Time to Read: 1.5 mins...  

The question “why?” has an inherent accusatory edge. When confronted with “Why did that happen? or “Why did you do that?” people tend to become defensive and try to avoid being blamed for something that may not be their fault. The answer they want to give is “I dunno!” But they won’t say that for fear of appearing ineffectual.

The intent in asking “why?” is to look backward and locate a root cause that can be acted upon quickly. Problem is that root causes are elusive and complex – simple answers are hard to find.

And, as long as someone is focusing on defending themselves from blame, they aren’t fully available to brainstorm and move forward.

Instead, ask What, Where, Who, When and How questions.
These questions are inherently neutral and not accusative. They encourage engagement in constructive dialogue. And they are aimed at finding a fix for the problem to move forward more effectively.

  • What happened?
  • Where did it happen?
  • What led up to this?
  • Who is impacted?
  • How are they impacted?
  • What have you tried to solve this?
  • What options do you/we have?
  • What approach do you recommend?
  • How can we prevent this from happening again?
  • When can this be fixed?
  • What resources (physical/training/personnel) do you need to make it right?
  • What approvals do you need to get it done?

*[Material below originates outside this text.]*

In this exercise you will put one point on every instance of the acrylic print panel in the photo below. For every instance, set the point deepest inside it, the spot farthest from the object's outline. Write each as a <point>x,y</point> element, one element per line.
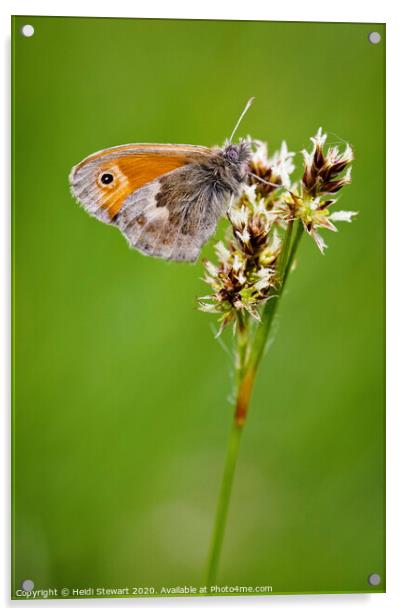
<point>149,458</point>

Asking these questions will stimulate a dialogue that is likely to result in a solid plan of action and uncover some of those root issues as well.

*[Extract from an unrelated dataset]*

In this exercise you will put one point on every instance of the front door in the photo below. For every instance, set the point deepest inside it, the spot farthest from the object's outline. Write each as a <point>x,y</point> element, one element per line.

Having suggested all this, please understand, I am not saying you should never ask “why.” It is a perfectly good and useful question when used selectively. Just think about whether it is the best question to ask in the situation you are facing.

Action Step:

  • The next time you reflexively want to ask “why?” - pause and think. Are there other questions that you could ask that will produce the result you want?

What questions would you add to the list? – share them below

Charles St.John

PS: If you are a US citizen at home or abroad, remember to vote!

  • Ken Loughridge says:

    How did you/they feel?
    Ken (Christchurch, NZ)

    • Charles St.John says:

      Hi Ken,
      You are right, asking about feelings (yours and theirs) is an important question to ask as well. As good problem solvers (head focus) we sometimes forget to check in on the emotional factors (gut stuff) that may contribute to things not going right.
      Excellent addition to the list.